Although an agonistic anti-OX40 mAb was not well tolerated when given 3 weeks after BMT along with DLI, it is possible that anti-OX40 mAb could be used to induce antitumor effects after BMT when combined with either no DLI or lower DLI cell doses. Such an approach may be of particular benefit in an autologous setting because signaling via OX40 can break peripheral tolerance, which may be therapeutically helpful in patients with residual post-BMT hematological malignancy that may continue to be tolerized by tumor antigens.43 

Our studies indicate that the OX40/OX40L pathway has a broad importance in GVHD induction.
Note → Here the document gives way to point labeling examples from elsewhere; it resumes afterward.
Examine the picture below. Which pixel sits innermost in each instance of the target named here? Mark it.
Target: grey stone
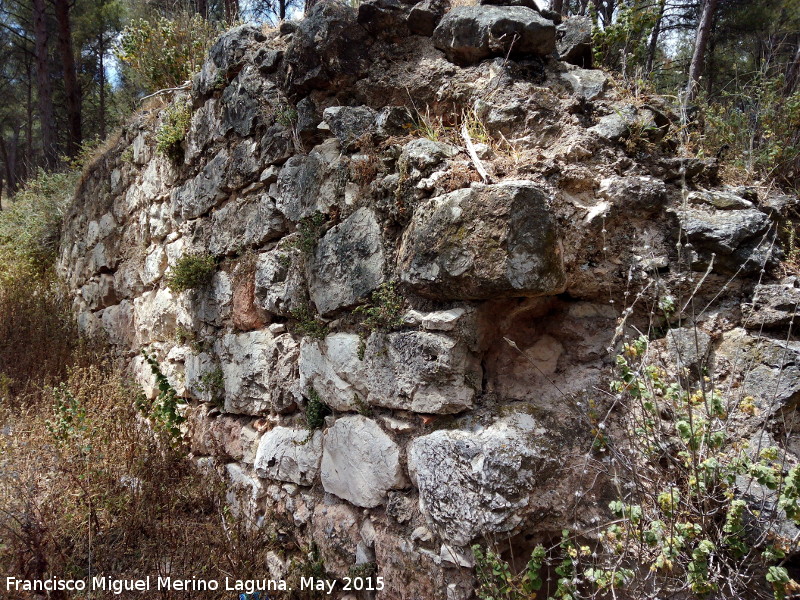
(204, 129)
(526, 3)
(468, 34)
(197, 196)
(259, 372)
(644, 194)
(780, 203)
(311, 183)
(771, 372)
(268, 60)
(689, 348)
(690, 169)
(393, 120)
(347, 263)
(243, 223)
(329, 30)
(719, 199)
(276, 145)
(615, 126)
(574, 43)
(424, 17)
(291, 455)
(587, 84)
(241, 101)
(384, 18)
(227, 53)
(474, 483)
(423, 154)
(774, 306)
(360, 463)
(739, 239)
(279, 286)
(419, 371)
(487, 241)
(348, 123)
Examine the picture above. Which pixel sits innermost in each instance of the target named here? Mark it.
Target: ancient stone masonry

Several but not all studies in humans have suggested that OX40 up-regulation can precede acute GVHD generation and may be a marker of steroid-resistant acute GVHD or chronic GVHD.44-47 Regardless of whether the up-regulation of OX40 receptor is of prognostic significance, interruption of the OX40/OX40L pathway early in the post-BMT period warrants testing as an approach to prevent GVHD and allogeneic BM graft rejection.